You are viewing a plain text version of this content. The canonical link for it is here.
Posted to users@jena.apache.org by Paolo Castagna <ca...@googlemail.com> on 2011/11/03 16:52:47 UTC

Giraph: anyone?

Hi,
I wonder if anyone here had a look at Apache Giraph (in the incubator)
(i.e. a Google Pregel clone), here: http://incubator.apache.org/giraph/

I am curious to know if and how this could be used to implement an
rule based inference engine. :-)

Pregel seems to me a better model/architecture (than MapReduce) for
things such as the RETE algorithm.

Having said that, a think you can easily do with MapReduce is to
distribute all your vocabularies/ontologies to all your nodes (via
DistributedCache) load them in RAM (they are typically not that
big) and then perform inference in parallel.

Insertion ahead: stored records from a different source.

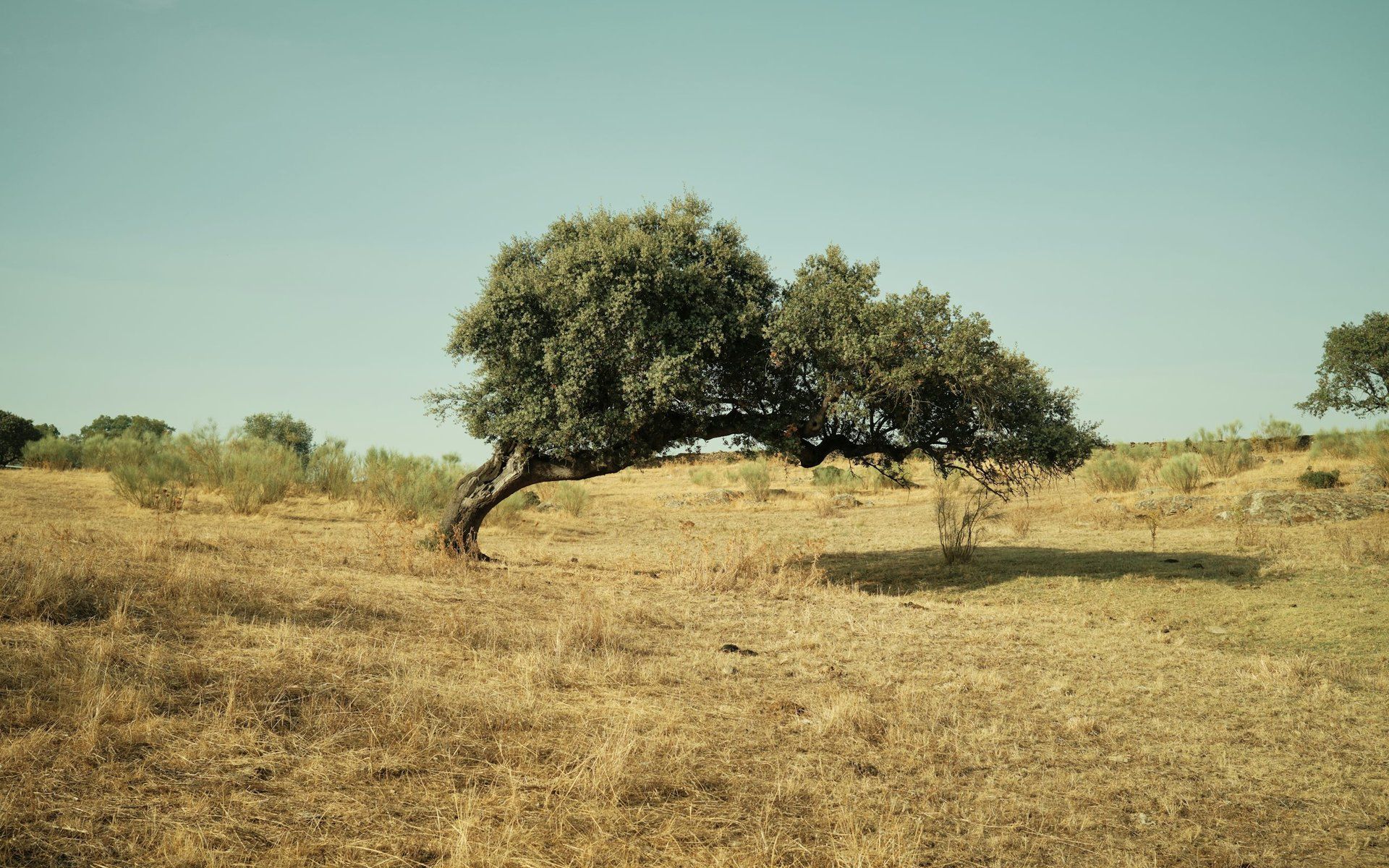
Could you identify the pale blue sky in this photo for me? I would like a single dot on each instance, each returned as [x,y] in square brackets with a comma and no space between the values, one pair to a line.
[216,208]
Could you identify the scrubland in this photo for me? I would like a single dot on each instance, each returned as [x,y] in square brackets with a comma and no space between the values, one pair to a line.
[314,685]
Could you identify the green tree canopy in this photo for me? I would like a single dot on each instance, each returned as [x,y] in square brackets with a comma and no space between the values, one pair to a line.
[1354,375]
[616,336]
[14,433]
[119,425]
[281,428]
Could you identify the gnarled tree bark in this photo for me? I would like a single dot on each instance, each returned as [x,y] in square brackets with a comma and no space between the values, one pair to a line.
[510,469]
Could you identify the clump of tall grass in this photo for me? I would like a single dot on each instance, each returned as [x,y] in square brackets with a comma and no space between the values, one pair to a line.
[705,477]
[259,472]
[53,453]
[572,498]
[1108,471]
[404,486]
[1335,443]
[1223,451]
[331,469]
[1278,435]
[836,480]
[960,514]
[756,480]
[1181,472]
[149,472]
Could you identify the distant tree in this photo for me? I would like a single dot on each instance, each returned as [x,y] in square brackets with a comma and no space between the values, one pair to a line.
[281,428]
[1354,375]
[614,338]
[119,425]
[14,433]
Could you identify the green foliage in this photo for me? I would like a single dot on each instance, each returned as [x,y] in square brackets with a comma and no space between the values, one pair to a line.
[52,453]
[756,480]
[331,469]
[614,335]
[835,478]
[1319,480]
[1182,472]
[205,451]
[14,433]
[1354,371]
[281,428]
[259,472]
[148,471]
[1223,451]
[1110,472]
[1335,443]
[1278,435]
[404,486]
[125,425]
[572,498]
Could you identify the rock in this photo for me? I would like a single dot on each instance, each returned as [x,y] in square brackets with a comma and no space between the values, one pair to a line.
[1173,506]
[1370,482]
[1267,507]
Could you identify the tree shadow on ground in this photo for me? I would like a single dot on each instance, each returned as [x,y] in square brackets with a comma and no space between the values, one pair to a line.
[910,570]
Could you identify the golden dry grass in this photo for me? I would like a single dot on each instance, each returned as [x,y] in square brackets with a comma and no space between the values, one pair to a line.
[312,686]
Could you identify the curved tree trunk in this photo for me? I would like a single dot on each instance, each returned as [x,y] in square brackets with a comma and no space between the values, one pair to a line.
[510,469]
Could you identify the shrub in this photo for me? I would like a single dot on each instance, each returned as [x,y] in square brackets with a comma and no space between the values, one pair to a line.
[1335,443]
[406,486]
[52,454]
[205,451]
[1319,480]
[1278,435]
[960,514]
[835,478]
[1110,472]
[259,472]
[1223,451]
[14,433]
[331,469]
[756,480]
[572,498]
[149,472]
[281,428]
[1181,472]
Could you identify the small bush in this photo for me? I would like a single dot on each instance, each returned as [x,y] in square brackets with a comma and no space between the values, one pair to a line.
[331,469]
[960,514]
[1278,435]
[1110,472]
[756,480]
[1223,451]
[150,474]
[1181,472]
[259,472]
[404,486]
[52,454]
[1335,443]
[1319,480]
[572,498]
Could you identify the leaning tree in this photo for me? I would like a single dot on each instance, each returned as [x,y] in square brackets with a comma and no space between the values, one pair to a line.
[617,336]
[1354,375]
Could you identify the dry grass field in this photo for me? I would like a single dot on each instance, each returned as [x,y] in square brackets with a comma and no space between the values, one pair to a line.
[313,686]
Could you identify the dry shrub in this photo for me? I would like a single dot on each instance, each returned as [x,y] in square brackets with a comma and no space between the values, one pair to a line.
[741,563]
[960,514]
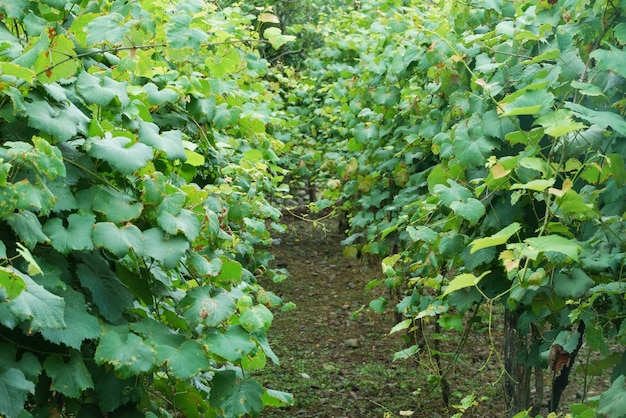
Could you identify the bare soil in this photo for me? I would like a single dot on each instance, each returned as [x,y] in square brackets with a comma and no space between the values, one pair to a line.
[337,355]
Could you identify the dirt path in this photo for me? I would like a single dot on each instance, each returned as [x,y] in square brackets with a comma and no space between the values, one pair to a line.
[335,363]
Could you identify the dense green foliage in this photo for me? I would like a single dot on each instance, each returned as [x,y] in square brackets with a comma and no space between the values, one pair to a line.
[479,149]
[135,160]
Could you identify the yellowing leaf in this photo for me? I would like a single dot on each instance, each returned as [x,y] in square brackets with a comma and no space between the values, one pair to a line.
[268,18]
[498,238]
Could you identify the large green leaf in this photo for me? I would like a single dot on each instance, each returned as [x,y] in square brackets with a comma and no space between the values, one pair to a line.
[180,35]
[555,243]
[207,306]
[572,284]
[462,281]
[34,197]
[77,236]
[127,352]
[81,325]
[232,344]
[115,205]
[613,401]
[11,284]
[61,121]
[109,294]
[472,209]
[187,360]
[120,152]
[106,29]
[256,318]
[118,241]
[499,238]
[173,219]
[525,102]
[35,304]
[169,251]
[559,122]
[71,378]
[454,193]
[101,90]
[14,390]
[171,142]
[613,60]
[234,397]
[604,119]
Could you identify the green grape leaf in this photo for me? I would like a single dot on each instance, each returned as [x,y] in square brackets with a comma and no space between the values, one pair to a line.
[230,272]
[168,251]
[154,188]
[559,122]
[538,185]
[613,60]
[422,233]
[10,283]
[61,121]
[14,390]
[77,236]
[109,294]
[365,133]
[106,29]
[276,38]
[59,61]
[603,119]
[15,9]
[387,95]
[462,281]
[207,306]
[499,238]
[81,325]
[101,90]
[180,35]
[33,268]
[173,219]
[526,102]
[613,401]
[472,209]
[554,243]
[34,197]
[454,193]
[120,153]
[127,352]
[157,97]
[118,241]
[277,398]
[236,398]
[171,142]
[49,159]
[35,304]
[187,360]
[71,378]
[115,205]
[203,267]
[256,318]
[572,284]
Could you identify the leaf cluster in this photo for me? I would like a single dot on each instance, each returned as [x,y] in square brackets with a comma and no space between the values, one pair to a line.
[136,155]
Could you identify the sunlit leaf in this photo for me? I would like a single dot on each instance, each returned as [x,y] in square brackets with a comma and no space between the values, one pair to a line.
[232,344]
[207,306]
[77,235]
[71,378]
[499,238]
[128,353]
[120,152]
[62,121]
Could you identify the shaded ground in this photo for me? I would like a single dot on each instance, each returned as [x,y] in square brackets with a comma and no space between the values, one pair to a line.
[338,363]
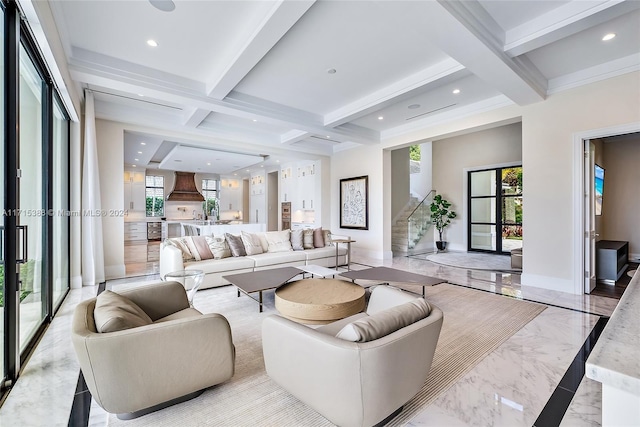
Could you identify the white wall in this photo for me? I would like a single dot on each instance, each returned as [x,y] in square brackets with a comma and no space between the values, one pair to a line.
[621,202]
[454,157]
[110,146]
[399,180]
[421,182]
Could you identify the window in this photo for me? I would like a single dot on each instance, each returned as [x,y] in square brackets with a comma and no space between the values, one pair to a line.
[210,193]
[154,194]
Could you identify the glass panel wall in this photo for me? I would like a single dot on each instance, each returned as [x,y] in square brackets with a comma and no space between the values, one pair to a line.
[2,172]
[60,204]
[32,209]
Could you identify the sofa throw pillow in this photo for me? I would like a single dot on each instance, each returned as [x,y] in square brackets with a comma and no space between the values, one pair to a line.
[307,239]
[279,241]
[114,312]
[296,240]
[179,243]
[385,322]
[235,244]
[318,238]
[251,243]
[199,247]
[219,247]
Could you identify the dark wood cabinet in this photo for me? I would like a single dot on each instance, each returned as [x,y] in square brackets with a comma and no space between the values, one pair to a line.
[611,260]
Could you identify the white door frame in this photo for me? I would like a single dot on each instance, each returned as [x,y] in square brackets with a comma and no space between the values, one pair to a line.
[579,213]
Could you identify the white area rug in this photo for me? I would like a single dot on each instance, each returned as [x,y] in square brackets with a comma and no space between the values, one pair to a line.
[473,260]
[475,323]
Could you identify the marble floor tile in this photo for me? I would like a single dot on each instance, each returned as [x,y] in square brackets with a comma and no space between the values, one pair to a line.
[585,409]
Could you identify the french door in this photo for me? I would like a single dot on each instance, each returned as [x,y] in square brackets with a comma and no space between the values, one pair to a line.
[34,233]
[495,210]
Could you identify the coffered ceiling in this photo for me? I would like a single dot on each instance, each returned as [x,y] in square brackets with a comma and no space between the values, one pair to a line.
[316,77]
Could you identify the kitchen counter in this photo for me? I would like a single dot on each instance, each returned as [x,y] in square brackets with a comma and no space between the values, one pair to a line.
[614,360]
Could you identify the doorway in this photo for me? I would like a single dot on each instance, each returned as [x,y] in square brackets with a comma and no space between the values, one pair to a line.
[584,261]
[495,210]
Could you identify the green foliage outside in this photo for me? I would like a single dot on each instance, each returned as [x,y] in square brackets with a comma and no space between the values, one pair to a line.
[512,178]
[212,205]
[441,215]
[155,206]
[414,152]
[26,274]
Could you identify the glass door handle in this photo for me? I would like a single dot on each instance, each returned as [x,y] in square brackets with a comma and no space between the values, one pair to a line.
[22,230]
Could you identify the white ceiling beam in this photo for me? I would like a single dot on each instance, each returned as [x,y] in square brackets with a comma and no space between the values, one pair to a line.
[474,41]
[279,20]
[562,22]
[399,90]
[293,136]
[99,74]
[194,116]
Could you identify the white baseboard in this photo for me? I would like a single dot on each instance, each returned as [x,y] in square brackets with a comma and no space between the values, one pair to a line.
[551,283]
[114,271]
[75,282]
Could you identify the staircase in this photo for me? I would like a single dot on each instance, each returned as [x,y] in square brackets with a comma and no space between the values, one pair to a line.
[413,223]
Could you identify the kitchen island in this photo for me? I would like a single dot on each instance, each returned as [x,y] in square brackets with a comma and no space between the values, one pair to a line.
[614,361]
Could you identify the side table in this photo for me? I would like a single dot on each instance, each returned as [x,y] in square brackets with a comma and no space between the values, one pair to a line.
[348,242]
[190,279]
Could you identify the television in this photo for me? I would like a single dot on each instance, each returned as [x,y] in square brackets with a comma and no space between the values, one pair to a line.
[599,187]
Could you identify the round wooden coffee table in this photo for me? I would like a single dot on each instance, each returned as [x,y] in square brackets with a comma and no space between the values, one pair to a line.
[319,301]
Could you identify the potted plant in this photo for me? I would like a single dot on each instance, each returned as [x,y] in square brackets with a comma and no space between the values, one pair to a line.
[441,217]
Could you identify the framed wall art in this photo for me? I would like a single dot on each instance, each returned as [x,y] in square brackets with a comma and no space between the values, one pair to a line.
[354,203]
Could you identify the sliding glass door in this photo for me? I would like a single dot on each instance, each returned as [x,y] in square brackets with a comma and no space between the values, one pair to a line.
[495,210]
[32,210]
[34,227]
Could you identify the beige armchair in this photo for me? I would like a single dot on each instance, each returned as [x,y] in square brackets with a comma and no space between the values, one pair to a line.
[135,371]
[353,383]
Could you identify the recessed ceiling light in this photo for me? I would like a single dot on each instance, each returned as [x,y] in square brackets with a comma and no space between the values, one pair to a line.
[163,5]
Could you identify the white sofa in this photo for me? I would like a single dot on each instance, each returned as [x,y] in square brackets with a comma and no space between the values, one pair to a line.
[171,259]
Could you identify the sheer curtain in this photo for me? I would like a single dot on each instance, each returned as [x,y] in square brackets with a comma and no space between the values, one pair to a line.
[92,250]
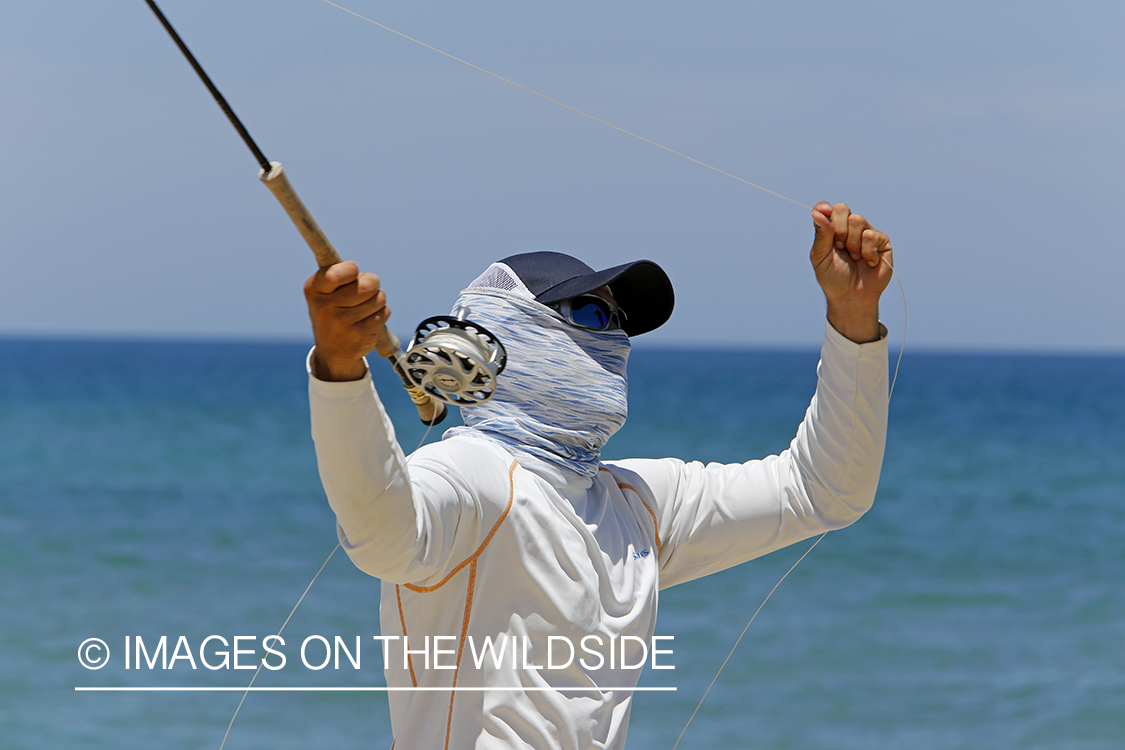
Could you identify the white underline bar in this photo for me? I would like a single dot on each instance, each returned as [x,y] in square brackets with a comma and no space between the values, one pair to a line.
[368,689]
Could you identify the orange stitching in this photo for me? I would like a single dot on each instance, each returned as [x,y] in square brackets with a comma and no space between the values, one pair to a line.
[460,649]
[656,531]
[402,619]
[473,558]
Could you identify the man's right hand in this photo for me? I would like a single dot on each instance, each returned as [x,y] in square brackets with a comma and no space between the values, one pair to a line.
[349,313]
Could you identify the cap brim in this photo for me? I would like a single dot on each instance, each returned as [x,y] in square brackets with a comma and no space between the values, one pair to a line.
[640,288]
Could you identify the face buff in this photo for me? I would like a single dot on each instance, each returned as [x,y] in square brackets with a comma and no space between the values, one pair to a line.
[564,390]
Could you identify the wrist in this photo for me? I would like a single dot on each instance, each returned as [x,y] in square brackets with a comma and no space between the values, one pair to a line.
[856,323]
[336,370]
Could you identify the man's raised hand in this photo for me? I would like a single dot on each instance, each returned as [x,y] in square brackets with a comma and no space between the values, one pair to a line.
[854,264]
[349,313]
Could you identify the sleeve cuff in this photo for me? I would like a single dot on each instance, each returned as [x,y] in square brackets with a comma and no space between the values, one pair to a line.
[335,386]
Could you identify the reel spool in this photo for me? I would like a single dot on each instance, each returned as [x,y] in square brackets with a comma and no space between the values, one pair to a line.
[455,360]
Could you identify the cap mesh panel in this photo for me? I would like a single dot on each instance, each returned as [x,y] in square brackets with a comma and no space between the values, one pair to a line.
[498,276]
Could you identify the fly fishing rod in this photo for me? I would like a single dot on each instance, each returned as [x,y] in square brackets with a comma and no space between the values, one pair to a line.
[451,360]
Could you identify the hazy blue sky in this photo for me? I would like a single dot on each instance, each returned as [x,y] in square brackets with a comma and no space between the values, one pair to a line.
[984,137]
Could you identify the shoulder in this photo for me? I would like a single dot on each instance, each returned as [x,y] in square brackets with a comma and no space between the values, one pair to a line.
[471,467]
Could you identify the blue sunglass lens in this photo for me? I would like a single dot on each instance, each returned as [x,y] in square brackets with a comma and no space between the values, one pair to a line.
[592,313]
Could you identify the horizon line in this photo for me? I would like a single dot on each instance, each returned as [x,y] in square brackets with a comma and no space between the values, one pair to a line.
[366,689]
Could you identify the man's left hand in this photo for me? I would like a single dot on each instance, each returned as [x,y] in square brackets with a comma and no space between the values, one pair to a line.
[854,264]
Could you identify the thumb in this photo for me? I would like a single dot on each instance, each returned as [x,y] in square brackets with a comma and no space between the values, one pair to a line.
[331,278]
[825,236]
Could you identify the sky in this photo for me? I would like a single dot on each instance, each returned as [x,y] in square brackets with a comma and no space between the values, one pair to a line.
[984,138]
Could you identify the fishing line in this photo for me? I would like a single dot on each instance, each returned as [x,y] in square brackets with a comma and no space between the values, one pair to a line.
[565,106]
[633,135]
[714,169]
[402,472]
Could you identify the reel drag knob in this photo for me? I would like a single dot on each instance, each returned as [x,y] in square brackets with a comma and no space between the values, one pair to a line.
[455,360]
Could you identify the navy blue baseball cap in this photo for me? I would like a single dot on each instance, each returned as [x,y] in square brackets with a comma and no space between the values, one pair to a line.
[640,288]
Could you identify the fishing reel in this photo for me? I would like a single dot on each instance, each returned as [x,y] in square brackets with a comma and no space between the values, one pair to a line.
[455,360]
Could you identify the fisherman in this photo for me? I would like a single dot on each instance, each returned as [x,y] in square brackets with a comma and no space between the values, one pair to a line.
[512,557]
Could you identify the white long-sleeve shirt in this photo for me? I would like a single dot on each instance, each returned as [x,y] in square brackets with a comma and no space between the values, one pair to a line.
[479,552]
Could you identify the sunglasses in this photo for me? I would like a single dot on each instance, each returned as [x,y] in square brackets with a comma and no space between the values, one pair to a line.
[591,312]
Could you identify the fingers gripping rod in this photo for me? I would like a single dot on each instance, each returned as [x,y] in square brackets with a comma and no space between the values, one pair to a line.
[387,345]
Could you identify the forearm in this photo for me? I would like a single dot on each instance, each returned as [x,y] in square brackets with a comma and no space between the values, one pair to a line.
[837,454]
[362,469]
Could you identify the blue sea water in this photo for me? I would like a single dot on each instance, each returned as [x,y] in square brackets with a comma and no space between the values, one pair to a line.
[169,488]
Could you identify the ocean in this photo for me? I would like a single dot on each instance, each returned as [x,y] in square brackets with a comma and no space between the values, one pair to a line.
[170,488]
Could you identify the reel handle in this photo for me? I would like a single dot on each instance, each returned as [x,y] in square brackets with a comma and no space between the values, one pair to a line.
[387,345]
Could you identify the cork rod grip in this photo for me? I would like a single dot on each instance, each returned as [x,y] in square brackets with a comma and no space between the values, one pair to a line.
[388,346]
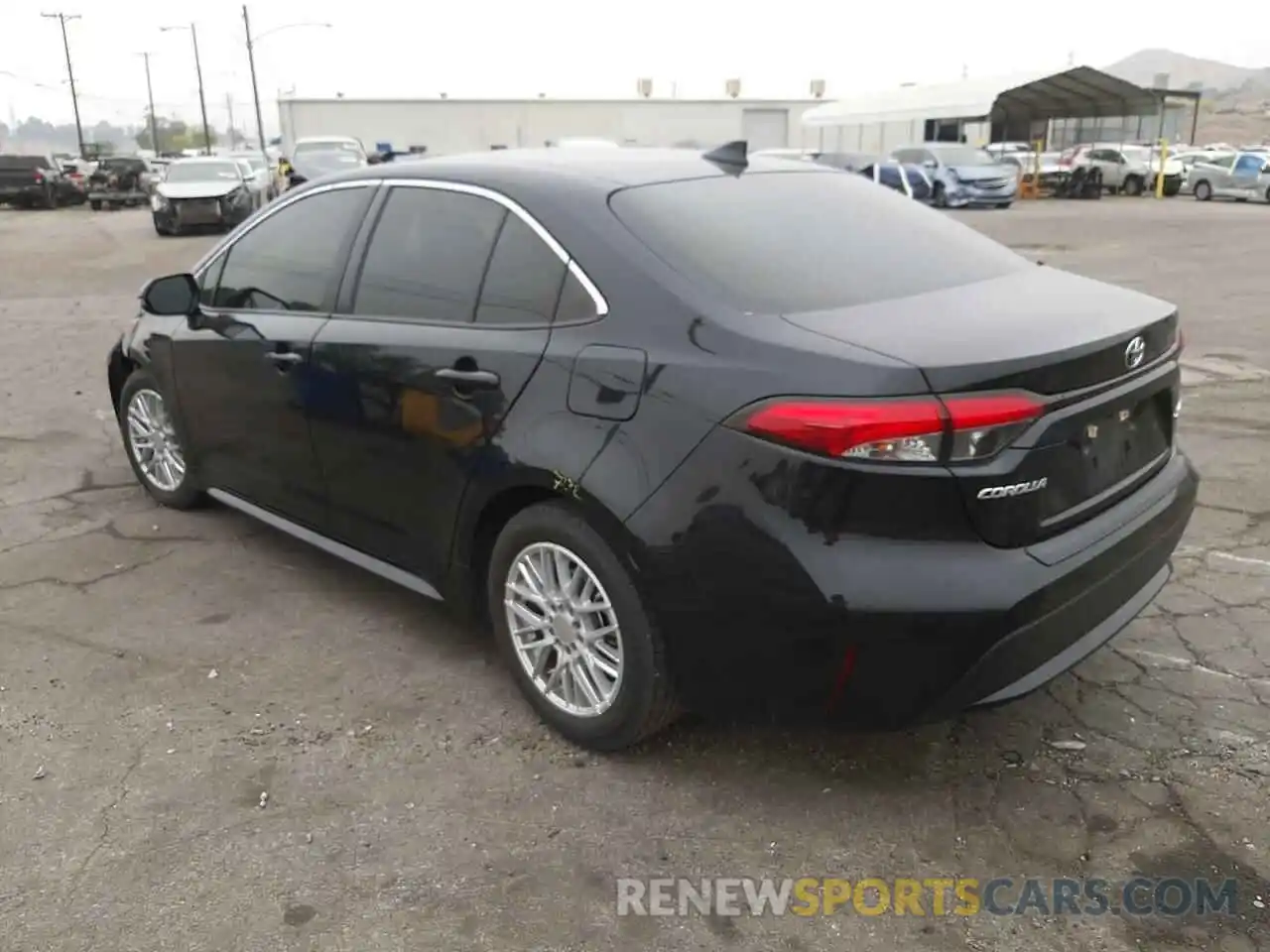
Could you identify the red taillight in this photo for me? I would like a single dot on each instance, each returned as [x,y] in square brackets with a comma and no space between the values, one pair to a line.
[910,429]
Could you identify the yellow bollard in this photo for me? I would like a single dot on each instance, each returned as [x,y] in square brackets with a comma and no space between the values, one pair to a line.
[1160,176]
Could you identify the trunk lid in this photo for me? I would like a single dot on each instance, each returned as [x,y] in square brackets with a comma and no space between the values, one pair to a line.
[1109,420]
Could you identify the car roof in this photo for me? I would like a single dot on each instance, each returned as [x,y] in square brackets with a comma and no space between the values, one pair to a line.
[603,169]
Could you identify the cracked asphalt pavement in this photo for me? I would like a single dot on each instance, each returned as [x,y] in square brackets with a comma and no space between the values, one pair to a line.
[214,738]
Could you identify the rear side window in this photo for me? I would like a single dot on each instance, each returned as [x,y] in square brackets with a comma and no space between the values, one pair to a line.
[783,243]
[524,280]
[429,255]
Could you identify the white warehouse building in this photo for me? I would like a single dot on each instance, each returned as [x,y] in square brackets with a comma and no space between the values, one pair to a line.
[449,126]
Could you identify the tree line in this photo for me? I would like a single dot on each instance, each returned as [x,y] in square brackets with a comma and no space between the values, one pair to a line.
[175,135]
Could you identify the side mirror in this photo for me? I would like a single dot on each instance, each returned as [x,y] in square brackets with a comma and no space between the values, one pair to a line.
[173,296]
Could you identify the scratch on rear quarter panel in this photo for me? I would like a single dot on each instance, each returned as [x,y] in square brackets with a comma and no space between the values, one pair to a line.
[566,485]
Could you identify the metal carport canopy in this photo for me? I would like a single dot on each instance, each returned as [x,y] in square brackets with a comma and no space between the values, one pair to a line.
[1079,93]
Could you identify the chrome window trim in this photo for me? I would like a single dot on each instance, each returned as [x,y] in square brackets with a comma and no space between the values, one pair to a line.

An example of this is here: [1,2]. This is using RIOT infer approach,
but I was wondering if I could just use Jena inference engine there
and if that would work on one triple at the time. I don't think
everything works in this case.

However, perhaps there is a way to group the RDF data so that
inference would work as if all the instance data were available.
Any idea/suggestion?

Since I am here and I was looking at RIOT infer command implementation
yesterday, I found this comment here [3]:

  * TDB Infer
  *   RDFS
  *   owl:sameAs (in T-Box, not A-Box)
  *   owl:equivalentClass, owl:equivalentProperty
  *   owl:TransitiveProperty, owl:SymmetricProperty

(by the way, interesting comments in the RIOT infer's command ;-))

I see how RDFS is implemented (very elegant and compact).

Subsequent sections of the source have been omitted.